Check out the branch feature/fmms-sampler from my vLLM fork and install vLLM from local sources. The code diff is minimal.

git clone https://github.com/tomasruizt/vllm.git
cd vllm
git checkout feature/fmms-sampler
VLLM_USE_PRECOMPILED=1 uv pip install -e .

Then launch any model. Use the flags below to activate the FMMS sampler:

VLLM_USE_FMMS_SAMPLER=1 VLLM_FMMS_PROVIDER=fused-triton vllm serve Qwen/Qwen3-1.7B

Algorithm

The FMMS kernel implements the Gumbel-max trick for categorical sampling:

  1. Matrix Multiplication: Compute a tile of logits = hidden_states @ weights in SRAM
  2. Temperature Scaling: Scale logits by temperature
  3. Gumbel Noise: Add Gumbel noise to scaled logits tile
  4. Argmax: Take argmax within the tile to get samples

The FMMS kernel computes these steps in blocks without materializing the full logit tensor, preventing memory accesses, and relieving the bottleneck on the memory bandwidth.

Benchmarks

Kernel microbenchmarks across B300, B200, H200, and H100 GPUs, roofline analysis, and end-to-end vLLM integration results are in the blog post.

Running the Benchmarks

# Benchmark all implementations
python speed_test.py

# Compare performance over many batch sizes
make triton-benchmark

# Run all microbenchmarks on Modal (B300, B200, H200, H100)
make modal-triton-benchmark-all-gpus

Profiling

All profiling scripts are located in the benchmarking/ directory.

Memory Profiling

cd benchmarking
make profile-mem

This will generate a memory snapshot and HTML visualization in benchmarking/memory/.

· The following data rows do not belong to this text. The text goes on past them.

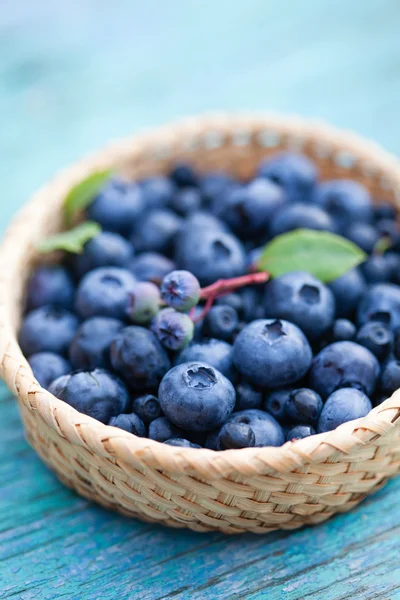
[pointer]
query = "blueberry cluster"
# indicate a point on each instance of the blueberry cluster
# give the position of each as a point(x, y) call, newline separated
point(120, 331)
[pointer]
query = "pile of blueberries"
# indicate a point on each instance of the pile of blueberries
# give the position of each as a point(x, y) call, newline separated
point(119, 332)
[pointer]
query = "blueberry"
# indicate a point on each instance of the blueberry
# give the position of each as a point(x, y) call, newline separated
point(211, 255)
point(377, 337)
point(236, 435)
point(348, 291)
point(118, 206)
point(47, 367)
point(162, 430)
point(346, 200)
point(107, 249)
point(343, 405)
point(196, 397)
point(183, 175)
point(221, 322)
point(138, 356)
point(300, 216)
point(380, 303)
point(157, 192)
point(303, 300)
point(295, 173)
point(151, 266)
point(275, 402)
point(266, 429)
point(173, 329)
point(390, 377)
point(299, 432)
point(364, 235)
point(180, 290)
point(342, 365)
point(249, 208)
point(156, 231)
point(50, 285)
point(147, 407)
point(377, 269)
point(187, 201)
point(47, 329)
point(342, 330)
point(247, 396)
point(144, 302)
point(130, 423)
point(181, 443)
point(217, 353)
point(272, 353)
point(303, 407)
point(105, 292)
point(90, 347)
point(97, 393)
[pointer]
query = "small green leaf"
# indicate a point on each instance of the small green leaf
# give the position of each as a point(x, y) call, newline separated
point(70, 241)
point(325, 255)
point(81, 195)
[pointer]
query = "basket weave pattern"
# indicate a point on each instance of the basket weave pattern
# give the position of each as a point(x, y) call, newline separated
point(255, 489)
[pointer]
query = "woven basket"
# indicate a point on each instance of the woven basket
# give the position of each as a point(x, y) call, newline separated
point(255, 489)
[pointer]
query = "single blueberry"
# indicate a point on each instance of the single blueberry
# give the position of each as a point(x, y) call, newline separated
point(275, 403)
point(173, 329)
point(343, 365)
point(343, 329)
point(180, 290)
point(303, 300)
point(300, 216)
point(299, 432)
point(107, 249)
point(156, 231)
point(47, 329)
point(138, 356)
point(90, 347)
point(151, 266)
point(97, 393)
point(346, 200)
point(47, 367)
point(118, 206)
point(50, 285)
point(295, 173)
point(380, 303)
point(303, 407)
point(343, 405)
point(348, 291)
point(105, 292)
point(181, 443)
point(272, 353)
point(131, 423)
point(210, 255)
point(377, 337)
point(196, 397)
point(147, 407)
point(364, 235)
point(221, 323)
point(216, 353)
point(247, 396)
point(144, 302)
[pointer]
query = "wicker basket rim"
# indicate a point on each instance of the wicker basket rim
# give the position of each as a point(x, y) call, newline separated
point(124, 447)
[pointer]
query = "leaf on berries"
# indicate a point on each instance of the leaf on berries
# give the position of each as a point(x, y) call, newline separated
point(325, 255)
point(72, 241)
point(83, 194)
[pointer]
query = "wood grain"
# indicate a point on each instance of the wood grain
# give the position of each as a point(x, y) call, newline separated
point(73, 75)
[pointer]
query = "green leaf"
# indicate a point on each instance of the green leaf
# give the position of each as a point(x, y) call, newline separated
point(70, 241)
point(325, 255)
point(81, 196)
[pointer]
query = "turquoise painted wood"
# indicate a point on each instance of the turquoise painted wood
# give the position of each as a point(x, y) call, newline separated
point(73, 75)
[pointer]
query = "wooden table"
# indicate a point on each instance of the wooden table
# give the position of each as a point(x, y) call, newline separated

NVIDIA Nsight Compute Profiling

cd benchmarking

# Profile fused Triton kernel
make ncu-profile-fused-triton

# Profile naive compiled implementation
make ncu-profile-naive-compiled

NVIDIA Nsight Systems Profiling

cd benchmarking

# Profile fused Triton kernel
make nsight-profile-fused-triton

# Profile naive compiled implementation
make nsight-profile-naive-compiled

Development

Development Environment

The dev dependencies permit running the scripts in the benchmarking/ directory. To install them, run:

uv pip install -e ".[dev]"

Modal Setup

The experiments involving many differnt GPUs were run on Modal. To install and login to Modal:

uv pip install modal
modal setup

Run the speed-test on modal:

make modal-speed-test

License

MIT License - see LICENSE file for details

Contributing

Contributions are welcome! Please feel free to create an issue or submit a pull request.